The 20th century cracked this logic in one place: where states made food a political duty, not a market transaction. The USSR eliminated famine not because courts enforced rights, but because provisioning became a non-negotiable task of government. Yes, the Soviet Union knew famine—most notoriously in the 1930s, as brutal collectivization collided with drought and political violence. But after that abyss, it was precisely the shift to central provisioning that erased famine as a structural feature of society. From the 1940s onward, despite poverty, despite shortages, famine was politically impossible.
China followed the same arc. The Great Leap Forward famine killed tens of millions. It was catastrophic, a human-made disaster at the scale of history. But the political lesson was clear: famine was unacceptable. After 1962, the state reorganized agriculture and distribution to make sure mass hunger never returned. And it didn’t. From the 1960s to the present, in the most populous country on earth, famine has been absent—not because of rights-based litigation, but because food provisioning became a political obligation written into planning and budget.
Contrast that to Europe and the USA. Endless treaties, courts, declarations. Mountains of legal texts about rights. Yet when Gaza starves, Europe delivers speeches, not bread. When Yemen starved, the “international community” issued statements, not shipments. Which system feeds people? The one that organizes redistribution and planning, even at brutal cost—not the one that polishes human rights in the abstract.
China after 1949 abolished landlord debt, redistributed land, and built a system where hunger was politically eliminated. With market reforms, debt returned. Household debt went from 18% of GDP in 2008 to 62% in 2023. Housing speculation replaced collective security. Yet hunger remains eradicated—a success unmatched by any rights-based model. That matters. It proves hunger is not a natural disaster. It is a political choice.
So compare the five systems—USSR, China, EU, USA, Gaza—not by what they say, but by what they do. The EU and the USA speak loudly of rights, but enforce them only when compatible with markets. The USSR and China never made food a court-enforceable right, but made hunger politically intolerable. Gaza is the catastrophic inversion: maximal legal recognition under international law, zero enforcement, and famine in real time.
What will this ECI change? Three possibilities. First, the symbolic: Europe strengthens its own safety net, while exporting hunger through trade regimes and subsidies. Second, the radical: Europe makes food rights enforceable both at home and abroad, tying trade and investment to nutritional justice. Third, the necessary: food is lifted above market logic, made into a binding global duty. That last one is unlikely—unless this campaign becomes more than a petition and starts acting like a movement.
Because let’s be clear: if Brussels cannot stop a blockade in Rafah, how will it resist corporations invoking WTO rules against food sovereignty? If Europe enforces debt before dignity, the “right to food” will remain a signature in blue ink, not bread on a plate.
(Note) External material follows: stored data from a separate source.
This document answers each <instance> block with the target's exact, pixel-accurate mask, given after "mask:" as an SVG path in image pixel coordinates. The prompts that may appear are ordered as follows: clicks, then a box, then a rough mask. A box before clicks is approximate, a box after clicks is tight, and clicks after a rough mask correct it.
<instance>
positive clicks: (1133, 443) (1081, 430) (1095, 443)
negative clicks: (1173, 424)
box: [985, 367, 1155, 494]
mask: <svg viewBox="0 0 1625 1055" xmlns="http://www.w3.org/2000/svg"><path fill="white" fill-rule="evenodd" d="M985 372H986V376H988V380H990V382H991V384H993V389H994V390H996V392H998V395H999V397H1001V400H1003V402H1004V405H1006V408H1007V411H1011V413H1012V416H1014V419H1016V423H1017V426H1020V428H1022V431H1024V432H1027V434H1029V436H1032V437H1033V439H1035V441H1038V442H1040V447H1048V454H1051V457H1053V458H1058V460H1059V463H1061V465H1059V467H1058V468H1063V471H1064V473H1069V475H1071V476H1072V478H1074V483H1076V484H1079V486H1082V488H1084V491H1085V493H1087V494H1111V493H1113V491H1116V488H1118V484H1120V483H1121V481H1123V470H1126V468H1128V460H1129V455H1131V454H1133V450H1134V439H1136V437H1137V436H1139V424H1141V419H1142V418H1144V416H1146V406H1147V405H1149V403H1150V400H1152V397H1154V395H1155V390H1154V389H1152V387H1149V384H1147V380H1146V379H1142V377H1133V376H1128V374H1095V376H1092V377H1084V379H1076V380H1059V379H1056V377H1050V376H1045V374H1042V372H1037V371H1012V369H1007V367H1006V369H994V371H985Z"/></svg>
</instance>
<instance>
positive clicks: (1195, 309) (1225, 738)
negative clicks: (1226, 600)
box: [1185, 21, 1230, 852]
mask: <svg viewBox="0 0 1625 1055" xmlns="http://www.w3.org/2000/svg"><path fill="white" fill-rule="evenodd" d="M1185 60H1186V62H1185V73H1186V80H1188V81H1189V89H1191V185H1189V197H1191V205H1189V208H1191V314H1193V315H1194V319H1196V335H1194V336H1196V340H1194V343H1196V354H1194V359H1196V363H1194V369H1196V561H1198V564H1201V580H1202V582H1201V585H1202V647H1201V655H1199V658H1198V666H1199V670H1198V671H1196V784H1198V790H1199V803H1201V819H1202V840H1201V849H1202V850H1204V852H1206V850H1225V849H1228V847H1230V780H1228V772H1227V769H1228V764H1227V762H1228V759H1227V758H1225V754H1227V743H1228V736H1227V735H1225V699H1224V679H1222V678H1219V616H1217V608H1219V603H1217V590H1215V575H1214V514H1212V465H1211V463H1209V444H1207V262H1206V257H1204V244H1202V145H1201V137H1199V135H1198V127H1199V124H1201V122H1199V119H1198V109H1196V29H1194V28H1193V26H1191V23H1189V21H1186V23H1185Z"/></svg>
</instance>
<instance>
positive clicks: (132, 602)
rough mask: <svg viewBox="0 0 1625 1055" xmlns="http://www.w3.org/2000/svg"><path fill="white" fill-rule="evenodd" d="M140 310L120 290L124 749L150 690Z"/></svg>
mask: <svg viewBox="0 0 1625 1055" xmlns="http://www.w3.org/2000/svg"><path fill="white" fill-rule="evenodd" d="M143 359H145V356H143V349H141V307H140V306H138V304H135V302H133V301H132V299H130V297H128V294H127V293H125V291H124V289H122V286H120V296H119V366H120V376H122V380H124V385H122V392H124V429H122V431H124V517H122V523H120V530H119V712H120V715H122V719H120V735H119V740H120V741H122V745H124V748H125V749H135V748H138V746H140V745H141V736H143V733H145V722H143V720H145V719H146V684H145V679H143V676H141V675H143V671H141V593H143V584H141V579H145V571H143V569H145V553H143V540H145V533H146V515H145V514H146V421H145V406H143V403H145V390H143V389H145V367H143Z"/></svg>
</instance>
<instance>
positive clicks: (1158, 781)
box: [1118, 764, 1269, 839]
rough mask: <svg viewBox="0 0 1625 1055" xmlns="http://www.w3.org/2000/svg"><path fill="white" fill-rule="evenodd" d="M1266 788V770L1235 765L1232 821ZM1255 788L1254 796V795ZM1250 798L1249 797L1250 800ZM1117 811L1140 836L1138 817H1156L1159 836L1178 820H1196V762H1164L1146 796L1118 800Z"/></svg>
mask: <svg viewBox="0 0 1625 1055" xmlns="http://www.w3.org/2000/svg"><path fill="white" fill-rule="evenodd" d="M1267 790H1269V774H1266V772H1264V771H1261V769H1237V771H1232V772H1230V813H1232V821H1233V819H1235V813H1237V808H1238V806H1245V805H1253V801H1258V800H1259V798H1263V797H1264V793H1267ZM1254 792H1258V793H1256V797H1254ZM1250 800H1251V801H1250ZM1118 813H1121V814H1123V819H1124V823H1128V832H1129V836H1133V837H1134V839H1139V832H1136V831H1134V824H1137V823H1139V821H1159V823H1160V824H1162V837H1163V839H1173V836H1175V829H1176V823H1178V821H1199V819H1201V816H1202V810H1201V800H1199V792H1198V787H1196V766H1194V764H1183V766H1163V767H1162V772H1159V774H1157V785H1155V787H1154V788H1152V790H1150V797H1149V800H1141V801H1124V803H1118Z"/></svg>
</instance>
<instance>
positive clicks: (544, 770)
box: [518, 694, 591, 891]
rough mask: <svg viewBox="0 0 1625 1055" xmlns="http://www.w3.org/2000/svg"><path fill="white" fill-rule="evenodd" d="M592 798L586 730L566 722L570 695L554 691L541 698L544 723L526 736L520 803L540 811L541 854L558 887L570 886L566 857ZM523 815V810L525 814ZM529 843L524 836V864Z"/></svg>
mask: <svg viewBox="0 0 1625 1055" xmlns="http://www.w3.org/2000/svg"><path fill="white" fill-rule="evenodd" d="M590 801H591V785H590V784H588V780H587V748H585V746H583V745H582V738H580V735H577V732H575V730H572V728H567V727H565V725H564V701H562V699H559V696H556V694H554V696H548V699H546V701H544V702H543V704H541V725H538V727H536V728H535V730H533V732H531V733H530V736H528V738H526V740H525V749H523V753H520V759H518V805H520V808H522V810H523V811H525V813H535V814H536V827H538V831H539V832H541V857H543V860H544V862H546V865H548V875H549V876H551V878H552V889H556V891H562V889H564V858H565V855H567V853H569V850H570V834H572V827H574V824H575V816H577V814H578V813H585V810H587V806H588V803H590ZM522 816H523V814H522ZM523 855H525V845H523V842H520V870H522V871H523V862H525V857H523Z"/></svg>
Gaza is the moral X-ray of our time. If law had power, famine would not exist. If Europe’s humanitarian language meant anything, Rafah would be open. The right to food, like all rights, is meaningless when it cannot stop starvation in real time. Yes, I will fight for this ECI. Yes, I will open that bank account. But I will not lie: rights without redistribution are garnish. Rights without enforcement are famine in italics.
The recipe for justice is not law. It is power, organized around the simple principle that no one should starve—not in Brussels, not in Rafah, not anywhere.